まずは、チョコレートが大好きな友人と出会ったこと。
その子と話をしているうちにチョコレートに興味が湧いて、僕が京都に進学した年にオープンした『DARI K(ダリケー)』というお店でアルバイトをしました。
『ダリケー』、恥ずかしながら名前だけは聞いたことがあります…。
どのようなチョコレートを作っているお店なんでしょうか?
簡単にいうと日本で「Bean to Bar チョコレート」を始めた先駆けのお店です。
初めて食べた時の感動や、理念に共感してお手伝いをさせてもらっていたのですが、その流れで20歳の時にインドネシアにあるスラウェシ島という島のカカオ農園にも連れて行ってもらいました。
スラウェシ島、初めて聞いた名前です…!
実際に見に行かれて、いかがでしたか?
カカオ豆って、当たり前だけど人が作ったものなんだなということを実感しました。お父さんがカカオを収穫して、お母さんが料理を作って、子どもたちはカカオの森で遊んでバナナを食べたりココナッツを取ったり…。日本でチョコレートを作っているだけじゃ見えてこない人々の暮らしや営みがそこにありました。
私も『美観堂』で働いていて感じることがあるのですが、実際に作り手さんの顔を拝見したり、製造過程に触れたりすると、「この商品に込められた思いをしっかりと伝えなきゃ!」と背筋がシャンとします。
ちゃいさんは、現地の暮らしを見て、何か思われたことはありましたか?
カカオ豆を扱う責任みたいなものを感じました。
元々、「将来はお店を作りたい!」と思っていたのですが、生産者の人に何らかの形で貢献できるような仕組みを作ったり、カカオのストーリーなども伝えたりしたいなと。

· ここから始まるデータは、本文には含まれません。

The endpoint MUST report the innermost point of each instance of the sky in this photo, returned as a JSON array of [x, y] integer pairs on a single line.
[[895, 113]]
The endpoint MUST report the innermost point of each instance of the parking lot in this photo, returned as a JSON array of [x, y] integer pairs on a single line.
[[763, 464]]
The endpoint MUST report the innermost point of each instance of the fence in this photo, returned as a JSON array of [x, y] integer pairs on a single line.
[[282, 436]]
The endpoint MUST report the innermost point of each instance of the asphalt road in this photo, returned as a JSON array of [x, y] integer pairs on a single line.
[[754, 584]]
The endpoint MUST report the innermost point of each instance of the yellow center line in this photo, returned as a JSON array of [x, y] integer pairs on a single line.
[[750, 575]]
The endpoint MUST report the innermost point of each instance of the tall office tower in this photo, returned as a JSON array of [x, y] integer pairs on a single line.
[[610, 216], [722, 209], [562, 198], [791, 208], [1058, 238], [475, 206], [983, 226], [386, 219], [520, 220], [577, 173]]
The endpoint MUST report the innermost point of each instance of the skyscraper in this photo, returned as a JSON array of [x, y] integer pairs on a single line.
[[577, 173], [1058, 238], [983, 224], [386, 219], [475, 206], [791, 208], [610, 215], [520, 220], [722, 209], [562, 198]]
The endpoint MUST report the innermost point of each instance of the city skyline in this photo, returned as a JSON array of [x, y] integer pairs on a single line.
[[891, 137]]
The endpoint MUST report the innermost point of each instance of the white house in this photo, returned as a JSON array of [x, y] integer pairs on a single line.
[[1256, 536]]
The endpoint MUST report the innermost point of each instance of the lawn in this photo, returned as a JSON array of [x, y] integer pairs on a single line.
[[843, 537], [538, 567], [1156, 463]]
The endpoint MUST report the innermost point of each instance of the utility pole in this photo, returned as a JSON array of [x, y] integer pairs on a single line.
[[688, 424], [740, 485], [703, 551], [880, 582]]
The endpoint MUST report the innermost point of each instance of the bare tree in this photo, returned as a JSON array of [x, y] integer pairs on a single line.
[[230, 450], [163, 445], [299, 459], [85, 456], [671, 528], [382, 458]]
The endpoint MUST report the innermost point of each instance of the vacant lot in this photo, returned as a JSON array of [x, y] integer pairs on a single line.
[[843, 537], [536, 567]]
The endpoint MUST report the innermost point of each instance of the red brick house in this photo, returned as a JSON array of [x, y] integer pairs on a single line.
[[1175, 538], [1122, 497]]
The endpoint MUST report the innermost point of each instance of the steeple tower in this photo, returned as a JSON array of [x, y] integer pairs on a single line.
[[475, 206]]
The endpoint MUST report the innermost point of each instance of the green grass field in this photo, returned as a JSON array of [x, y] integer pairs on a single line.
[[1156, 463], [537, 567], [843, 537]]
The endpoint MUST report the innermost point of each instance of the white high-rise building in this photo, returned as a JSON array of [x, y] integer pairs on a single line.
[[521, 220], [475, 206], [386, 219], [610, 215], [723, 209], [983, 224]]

大きくいうと、自分の事業を通して何らかの社会貢献ができるようになりたいと思いました。
この経験は、ちゃいさんの中でとても大きなものとなり、製菓専門学校卒業後は、そのまま『ダリケー』に就職されました。
その後、同じお店で出会った奥様と結婚し、地域おこし協力隊として奥様の地元である岡山県倉敷市にお引っ越し。
今は、ご夫婦のチョコレートショップ『SUNCACAO』を運営されながら、『美観堂』の姉妹店である『はれもけも』の店長も勤められています!

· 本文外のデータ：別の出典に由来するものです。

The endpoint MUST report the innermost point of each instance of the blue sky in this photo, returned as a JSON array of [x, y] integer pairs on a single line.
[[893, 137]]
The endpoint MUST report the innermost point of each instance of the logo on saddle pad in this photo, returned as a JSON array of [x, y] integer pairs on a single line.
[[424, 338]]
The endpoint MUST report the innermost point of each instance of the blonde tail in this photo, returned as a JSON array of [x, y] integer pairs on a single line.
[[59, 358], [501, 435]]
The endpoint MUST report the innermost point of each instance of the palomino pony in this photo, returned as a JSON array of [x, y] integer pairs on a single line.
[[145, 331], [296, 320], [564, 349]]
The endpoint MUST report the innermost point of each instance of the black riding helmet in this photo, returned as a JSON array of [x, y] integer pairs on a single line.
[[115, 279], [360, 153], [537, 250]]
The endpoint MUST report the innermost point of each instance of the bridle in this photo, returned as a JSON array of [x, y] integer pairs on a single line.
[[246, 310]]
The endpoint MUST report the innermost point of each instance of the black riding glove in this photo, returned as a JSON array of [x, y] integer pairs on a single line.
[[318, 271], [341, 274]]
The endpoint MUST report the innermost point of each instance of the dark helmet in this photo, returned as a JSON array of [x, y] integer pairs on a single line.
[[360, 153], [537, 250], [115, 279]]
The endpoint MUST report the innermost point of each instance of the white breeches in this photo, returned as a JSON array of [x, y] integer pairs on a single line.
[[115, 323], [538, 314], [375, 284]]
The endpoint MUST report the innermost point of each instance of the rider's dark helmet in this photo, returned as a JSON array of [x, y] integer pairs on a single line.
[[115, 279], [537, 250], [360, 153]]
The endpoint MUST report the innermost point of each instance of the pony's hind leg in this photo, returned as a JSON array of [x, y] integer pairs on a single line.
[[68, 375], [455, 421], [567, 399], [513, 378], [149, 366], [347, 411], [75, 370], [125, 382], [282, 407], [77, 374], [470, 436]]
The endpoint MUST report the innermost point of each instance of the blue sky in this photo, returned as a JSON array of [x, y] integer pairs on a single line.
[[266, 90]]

“ ゼロウェイスト ” を実行するため、実店舗をオープン
2018年7年のスタート以来、店舗は持たず、イベント出店や卸などで活動してきた『SUNCACAO』さん。
イベント先でお客様に「店舗はありますか?」とお伺いされても、「いつかはしたいですね〜」と答えていたそうです。
そんな中、2021年1月に実店舗をオープン!
少し急なオープンとなった背景には、ちゃいさん夫婦の「ゼロウェイスト」に対する思いがありました。
店舗オープンおめでとうございます!
私も先日伺いましたが、量り売りが新鮮で楽しかったです!チョコレートの他に、お塩やパスタなども販売されているんですよね。
ありがとうございます!
そうですね、他にもドライフルーツや搾りたての有機ピーナッツバター、環境に優しいエコタワシなどの雑貨も販売しています。
店舗の名前ですが『SUNCACAO』ではなく、『Sunny Pantry(サニーパントリー)』と違うお名前にされていますが、どんな理由があるんですか?
来店してくれた時にも分かったと思うんだけど、店舗はチョコレートだけでなく、食品や雑貨なども販売しています。
今後は、米粉の食パンなども作って置けたりできたらいいなあと思っているんだけど、そんなふうにチョコレートに限らず、人にも環境にも優しくて美味しいものを広めていきたいという思いから、この店名にしました。
「量り売り」というのも特徴的ですよね。
このスタイルは当初から考えられていたんですか?
元々『SUNCACAO』の活動をする中で、環境問題を踏まえてパッケージもなるべくプラスチックフリーにしていきたいなと思っていました。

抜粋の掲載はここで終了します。